Monday 14 June 2010

Bafana have scored, Africa is alive

Five o’clock and a moment to set the silent dreams of a nation free and once again unite it in a moment of euphoria. Making our way down the street and out of Masiphumelele en route to Green Point Stadium, the township erupted with a people ready to believe that this was their World Cup, and that they did indeed belong. Joy on a level I have never once seen.

We had just left Kolobe St, in the northern confines of the township of Masiphumelele, en route to Green Point Stadium courtesy of Sony who had donated us 45 tickets. We’d
watched a stronger looking Mexico team run Bafana around the park in the first half, and the 60 or so packed into the tiny wooden shack had watched through narrowed, squinted eyes as every attack was repelled by a thread bare looking defence. In stark contrast, every Bafana attack was cheered wildly, to fever pitch. 

We’d timed our departure for town at half time. That Bafana were still clinging on was reason for cheer and the streets were full with the rich noise of trumpeting vuvuzelas. Everyone was dancing, pleased to still be in the game, in the tournament, avoiding the day one humiliation everyone feared here. The kids piled into the two mini-buses, their watching mothers’ ululating filling the air, proud to see their young children witness South Africa’s finest hour in the flesh. The kids jostled for space and chatted eagerly about Henry, Anelka, Evra; the names from the Premiership that plays late on free view here, filling the screens into the township nights. 

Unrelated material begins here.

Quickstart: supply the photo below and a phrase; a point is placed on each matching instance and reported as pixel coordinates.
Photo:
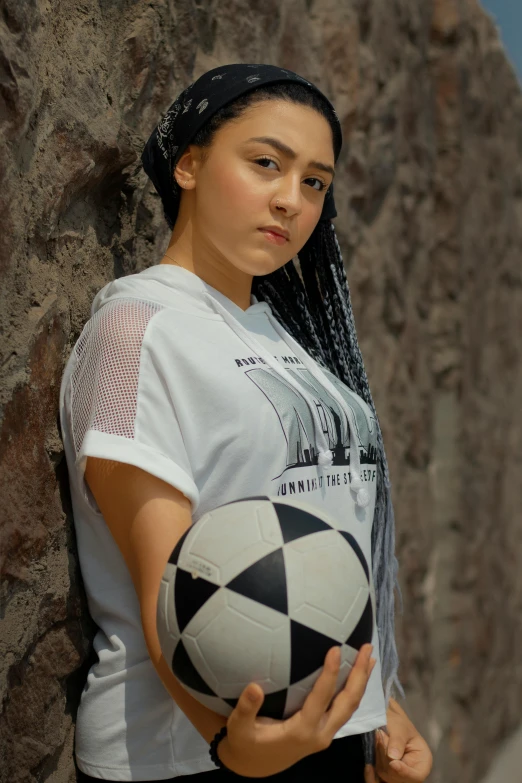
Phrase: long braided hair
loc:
(310, 297)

Then something happens. The taxi driver screams, unable to enunciate his words clearly, fumbling with the handle of the minibus he’s just jammed to a halt in the middle of the street, pulling the radio cables out in his scramble to leave the cab. People come falling out of the shacks, pulling at their shirts, crying, screaming, and wailing in disbelief. The bus doors fly open, the kids run into the street where they are picked up by mothers, fathers, brothers, anyone, and everything stops. Bafana have scored the first goal of the World Cup. A host nation, the lowest to partake in a World Cup, that has tiptoed round the dream of glory and been happy just to partake now believes. The World Cup is theirs. South Africa comes alive. It is beautiful.